As usual.
As usual, I am spending more time on the couch in the afternoon because it's winter. I'm not running around with a whistle and a stick on the ground (field hockey) or a stick in the air (lacrosse), and so I go right to baked goods and sweaters and throw blankets under the slanted afternoon sun with my cats. That's January. Our family routine is without mandatory games and practices everyday, so what's left is usually just for our kids, and it's slow and steady and comfortable, and there are actually days when I don't leave the house, and sometimes Rudy's hair in ponytails is the highlight.
And now it's February, and that's always the month when I realize I need to get something going because lacrosse starts in six weeks and I always want to be a coach who can join in, at least in the conditioning for example, and go push-up for push-up with the best of them.
And I will get to it. I will, because I always do, and because there are standards that I will just hold myself to even when they get ridiculous or inconvenient. But in the meantime, I did something that I know will be a part of the last few quiet afternoons I have left this in February. I set up a Pinterest account. The other night, Todd asked me if I was blogging, and then corrected himself, and said tweeting. And I answered, "No. Pinning." And I felt both trendy and vacuous. Because I mean, really.

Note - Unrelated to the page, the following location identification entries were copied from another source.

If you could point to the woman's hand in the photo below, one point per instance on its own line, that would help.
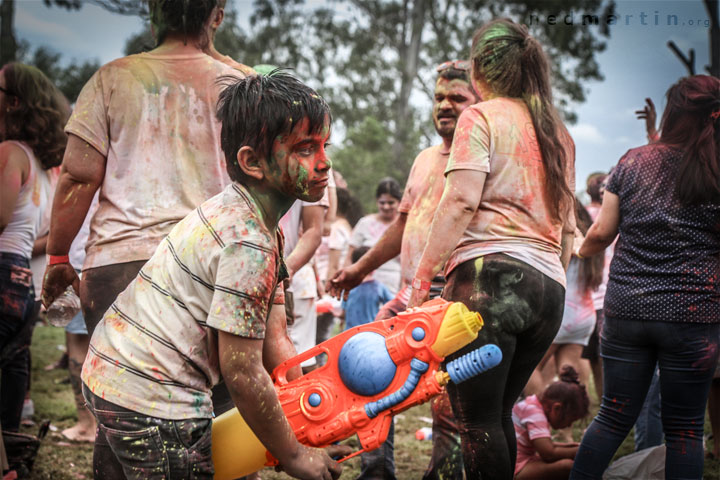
(649, 114)
(418, 297)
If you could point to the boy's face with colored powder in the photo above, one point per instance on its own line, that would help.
(299, 165)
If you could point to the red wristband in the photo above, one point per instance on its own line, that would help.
(422, 285)
(58, 259)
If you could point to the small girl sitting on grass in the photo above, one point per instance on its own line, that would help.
(560, 405)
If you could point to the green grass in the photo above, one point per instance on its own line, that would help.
(59, 460)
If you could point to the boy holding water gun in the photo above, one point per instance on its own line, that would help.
(207, 303)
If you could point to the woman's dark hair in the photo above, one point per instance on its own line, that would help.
(691, 120)
(349, 207)
(591, 268)
(569, 392)
(39, 116)
(513, 64)
(256, 110)
(390, 186)
(186, 17)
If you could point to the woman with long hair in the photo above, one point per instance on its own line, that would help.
(370, 228)
(503, 230)
(578, 323)
(662, 303)
(32, 115)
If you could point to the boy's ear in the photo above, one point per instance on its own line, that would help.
(216, 17)
(250, 163)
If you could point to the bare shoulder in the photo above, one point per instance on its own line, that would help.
(11, 154)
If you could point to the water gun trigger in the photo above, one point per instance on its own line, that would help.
(279, 374)
(374, 434)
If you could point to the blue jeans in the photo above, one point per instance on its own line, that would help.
(686, 354)
(17, 299)
(648, 428)
(133, 446)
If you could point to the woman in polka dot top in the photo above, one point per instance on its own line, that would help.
(663, 296)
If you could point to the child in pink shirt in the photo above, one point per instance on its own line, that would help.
(559, 406)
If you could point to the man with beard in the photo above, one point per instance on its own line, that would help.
(407, 236)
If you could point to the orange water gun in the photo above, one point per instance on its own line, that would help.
(373, 372)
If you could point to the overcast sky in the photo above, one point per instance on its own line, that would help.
(636, 64)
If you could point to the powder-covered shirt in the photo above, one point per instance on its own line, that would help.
(366, 233)
(153, 117)
(155, 350)
(422, 195)
(530, 424)
(497, 137)
(666, 264)
(33, 200)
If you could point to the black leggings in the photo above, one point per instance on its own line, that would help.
(522, 310)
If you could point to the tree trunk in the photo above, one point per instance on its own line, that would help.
(714, 14)
(8, 45)
(409, 58)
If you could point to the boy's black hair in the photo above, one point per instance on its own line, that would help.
(359, 252)
(257, 109)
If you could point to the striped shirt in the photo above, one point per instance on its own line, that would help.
(153, 351)
(530, 423)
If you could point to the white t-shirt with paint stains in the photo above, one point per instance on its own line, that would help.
(153, 117)
(497, 137)
(155, 351)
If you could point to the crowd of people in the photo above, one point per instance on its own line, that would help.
(189, 201)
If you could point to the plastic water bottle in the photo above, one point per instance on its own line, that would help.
(64, 308)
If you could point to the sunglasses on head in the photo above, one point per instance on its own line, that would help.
(463, 65)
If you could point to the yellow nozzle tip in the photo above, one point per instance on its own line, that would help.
(474, 321)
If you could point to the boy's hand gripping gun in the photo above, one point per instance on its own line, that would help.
(373, 372)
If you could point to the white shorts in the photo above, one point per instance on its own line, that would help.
(304, 330)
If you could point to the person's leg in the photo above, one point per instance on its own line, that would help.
(380, 463)
(628, 363)
(714, 414)
(13, 385)
(99, 287)
(596, 359)
(16, 305)
(149, 447)
(687, 358)
(446, 459)
(539, 470)
(648, 427)
(538, 380)
(77, 344)
(511, 297)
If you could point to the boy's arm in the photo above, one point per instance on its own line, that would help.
(312, 221)
(252, 390)
(551, 452)
(277, 346)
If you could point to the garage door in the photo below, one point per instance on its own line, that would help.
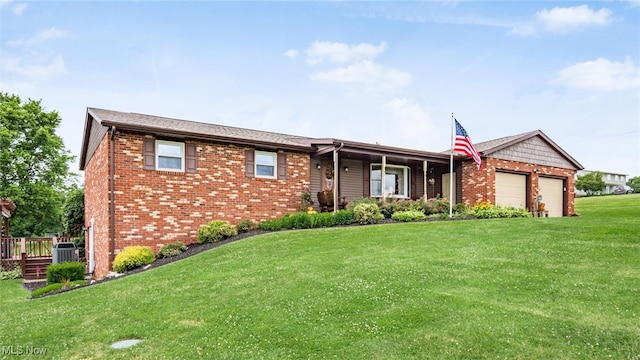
(552, 191)
(511, 190)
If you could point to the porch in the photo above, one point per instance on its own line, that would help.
(31, 255)
(349, 171)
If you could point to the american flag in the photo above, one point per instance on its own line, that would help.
(464, 145)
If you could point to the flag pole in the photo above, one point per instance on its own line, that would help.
(451, 170)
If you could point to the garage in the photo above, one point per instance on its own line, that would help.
(511, 190)
(552, 191)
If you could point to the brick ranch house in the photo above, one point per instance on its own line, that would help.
(152, 180)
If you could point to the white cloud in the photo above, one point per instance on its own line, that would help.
(599, 75)
(18, 9)
(365, 72)
(341, 53)
(291, 53)
(40, 72)
(561, 20)
(44, 35)
(410, 122)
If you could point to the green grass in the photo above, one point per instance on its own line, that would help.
(536, 288)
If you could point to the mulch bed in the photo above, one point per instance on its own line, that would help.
(193, 249)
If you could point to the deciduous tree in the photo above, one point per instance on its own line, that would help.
(590, 183)
(34, 166)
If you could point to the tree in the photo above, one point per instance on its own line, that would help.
(590, 183)
(34, 166)
(634, 182)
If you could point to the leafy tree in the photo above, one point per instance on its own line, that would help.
(73, 213)
(35, 166)
(634, 182)
(590, 183)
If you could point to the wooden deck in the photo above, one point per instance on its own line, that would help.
(32, 255)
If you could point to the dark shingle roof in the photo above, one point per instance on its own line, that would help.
(187, 128)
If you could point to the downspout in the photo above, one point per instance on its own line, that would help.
(336, 171)
(112, 204)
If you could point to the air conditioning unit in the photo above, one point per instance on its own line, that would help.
(64, 252)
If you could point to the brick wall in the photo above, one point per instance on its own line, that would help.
(153, 208)
(478, 186)
(96, 200)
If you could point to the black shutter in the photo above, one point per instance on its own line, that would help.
(191, 165)
(149, 154)
(366, 174)
(282, 166)
(249, 163)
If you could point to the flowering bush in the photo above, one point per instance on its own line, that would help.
(132, 257)
(305, 199)
(216, 230)
(173, 249)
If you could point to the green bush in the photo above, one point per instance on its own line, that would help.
(132, 257)
(300, 220)
(270, 225)
(343, 217)
(409, 215)
(245, 226)
(489, 211)
(10, 274)
(55, 286)
(215, 231)
(170, 250)
(327, 219)
(71, 271)
(366, 213)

And here I am, on the couch, blogging and looking at pins, and I excuse it and indulge in it today because earlier this week, I had an afternoon at the doctor's with my mom and Rudy while Bean was at school. My mother's endocrinologist needed a urine sample, and because her Alzheimer's is progressing, that was not going to be easy to get. I was brought back to the early days of specimen collection with my daughters as I set up a hat in the toilet for my mom, and used my upbeat-hooray-for-using-the-potty-voice for my three-year-old first, and a sixty-four-year-old second, and my tone and feelings of relief and congratulation were the same for my disoriented mother as they were for my potty-training kid. I mean, really. After that, I need a few hours of looking at pretty pictures and categorizing them into my own self-absorbed vision boards. Right?